St. Pelten is one of the most popular tourist towns not only in Austria, but throughout Central Europe. It will captivate you with its ancient architecture, rich history, many attractions and a unique atmosphere permeated with the spirit of true Austrian hospitality.
Sankt Pölten, located between the Danube and the foot of the Alps, is not only the largest settlement in the state of Lower Austria, but also the oldest city in the country. Moreover, in 1986 he was awarded the title of the youngest capital of the administrative district.
Over the centuries-old history of its existence, Sankt Pölten, whose population is only 50 thousand people, managed to change several images – from Fort Elium-Centium, erected during the reign of the Roman Empire, to a transshipment point, spread out around the St. Hippolytus Abbey, and the famous cultural and political center, which received the official status of the city in 1159. Currently, St. Pölten is famous not only for a large number of attractions, but also for the mass of cultural events that attract tourists from all over the world.
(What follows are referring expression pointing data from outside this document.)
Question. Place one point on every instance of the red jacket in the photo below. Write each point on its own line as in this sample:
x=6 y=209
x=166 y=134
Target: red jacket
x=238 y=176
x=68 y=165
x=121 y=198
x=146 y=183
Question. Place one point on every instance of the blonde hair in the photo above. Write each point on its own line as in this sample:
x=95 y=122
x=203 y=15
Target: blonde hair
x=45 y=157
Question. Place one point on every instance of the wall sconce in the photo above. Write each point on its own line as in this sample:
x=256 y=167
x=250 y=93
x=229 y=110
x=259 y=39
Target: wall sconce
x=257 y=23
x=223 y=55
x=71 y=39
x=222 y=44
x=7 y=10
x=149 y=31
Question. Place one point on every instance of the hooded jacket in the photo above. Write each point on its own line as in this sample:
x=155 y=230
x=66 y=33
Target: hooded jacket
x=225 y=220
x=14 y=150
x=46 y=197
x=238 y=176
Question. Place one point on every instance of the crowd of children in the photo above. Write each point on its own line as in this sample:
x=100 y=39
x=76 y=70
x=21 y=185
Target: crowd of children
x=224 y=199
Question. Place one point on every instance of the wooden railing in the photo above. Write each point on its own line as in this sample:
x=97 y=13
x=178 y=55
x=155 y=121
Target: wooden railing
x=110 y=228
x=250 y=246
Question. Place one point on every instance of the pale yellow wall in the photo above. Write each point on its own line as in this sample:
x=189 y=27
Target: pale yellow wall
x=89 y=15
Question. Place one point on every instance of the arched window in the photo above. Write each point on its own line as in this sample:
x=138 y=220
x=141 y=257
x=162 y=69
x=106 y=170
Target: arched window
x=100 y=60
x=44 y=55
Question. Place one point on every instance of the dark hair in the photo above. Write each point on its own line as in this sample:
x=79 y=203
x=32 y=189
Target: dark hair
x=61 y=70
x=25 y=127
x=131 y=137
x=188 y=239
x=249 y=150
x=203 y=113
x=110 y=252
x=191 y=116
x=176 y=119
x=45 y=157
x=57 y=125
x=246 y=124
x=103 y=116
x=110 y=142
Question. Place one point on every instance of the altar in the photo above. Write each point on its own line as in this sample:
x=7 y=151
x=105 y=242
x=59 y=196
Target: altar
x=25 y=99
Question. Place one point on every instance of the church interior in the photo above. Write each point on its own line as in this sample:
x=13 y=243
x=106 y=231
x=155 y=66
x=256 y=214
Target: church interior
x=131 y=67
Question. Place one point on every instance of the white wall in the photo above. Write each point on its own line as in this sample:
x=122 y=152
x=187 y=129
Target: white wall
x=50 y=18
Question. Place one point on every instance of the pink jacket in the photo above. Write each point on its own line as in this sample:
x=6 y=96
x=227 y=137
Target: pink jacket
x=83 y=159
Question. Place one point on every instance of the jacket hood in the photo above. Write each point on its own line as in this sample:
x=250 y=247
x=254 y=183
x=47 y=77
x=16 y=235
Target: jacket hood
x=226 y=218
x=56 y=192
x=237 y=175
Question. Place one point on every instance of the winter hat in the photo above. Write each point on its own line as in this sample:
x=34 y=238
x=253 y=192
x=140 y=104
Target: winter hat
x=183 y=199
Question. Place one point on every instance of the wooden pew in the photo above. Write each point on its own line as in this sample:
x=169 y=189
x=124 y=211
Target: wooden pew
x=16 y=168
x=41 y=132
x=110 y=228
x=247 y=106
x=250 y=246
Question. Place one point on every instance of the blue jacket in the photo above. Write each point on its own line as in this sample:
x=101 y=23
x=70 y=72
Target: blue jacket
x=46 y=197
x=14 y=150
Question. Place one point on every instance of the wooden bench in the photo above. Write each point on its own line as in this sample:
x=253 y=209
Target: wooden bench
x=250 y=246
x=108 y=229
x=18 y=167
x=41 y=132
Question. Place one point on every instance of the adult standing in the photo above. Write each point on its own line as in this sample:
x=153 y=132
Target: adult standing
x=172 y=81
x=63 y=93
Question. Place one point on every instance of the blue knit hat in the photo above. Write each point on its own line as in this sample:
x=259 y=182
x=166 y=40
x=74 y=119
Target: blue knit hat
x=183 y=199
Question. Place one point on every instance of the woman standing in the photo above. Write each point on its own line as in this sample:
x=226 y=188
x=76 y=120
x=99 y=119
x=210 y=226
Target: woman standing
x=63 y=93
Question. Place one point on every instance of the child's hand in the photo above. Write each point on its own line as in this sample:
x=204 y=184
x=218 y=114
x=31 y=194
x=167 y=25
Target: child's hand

On a note! The best period for exploring St. Pölten is the summer, when the thermometer rises to a comfortable 25 ° C. The rest of the time the city is exposed to fog, strong winds and quite noticeable frosts.
What to see?
Those who are fortunate enough to visit St. Pölten at least once in their lives are unlikely to forget its wide squares, numerous churches, unique museums and amazing baroque buildings erected by the architect Jacob Prandtauer. We offer a walk through the most famous sights of the administrative center of Lower Austria.
The Cathedral of the Virgin Mary was built in 1150 on the site of the former sanctuary of servitude. The interior of the church is striking in its splendor. Its interior is decorated with ancient frescoes, unique icons and paintings by such great artists as Antonio Tassi, Daniel Gran and Bartolomeo Almonte. The most valuable among them is the portrait of the Queen of Heaven, Mary, frozen over the miraculous symbol of pilgrimage. The baroque-style exterior decoration of the church deserves no less attention. It is represented by a central dome, a statue of the Blessed Virgin Mary, located at the entrance, and four stone figures mounted on a cornice and depicting the main Austrian saints – Anna, Augustine, Joachim and Gregory.
However, many pilgrims are attracted not so much by the luxury reigning in the cathedral as by local legends. According to one of them, in ancient times, a real miracle happened in Die Kathedralkirche Mariä Himmelfahrt – a Madonna face appeared on a section of a large oak tree. A few years later, another inexplicable event happened on the territory of the temple – the white-winged pigeon appeared in front of the old blacksmith, surrounded by a halo of bright light. The master engraved his vision on a huge stone, which has survived to this time.
Address: Domplatz, Sankt Pölten, Austria.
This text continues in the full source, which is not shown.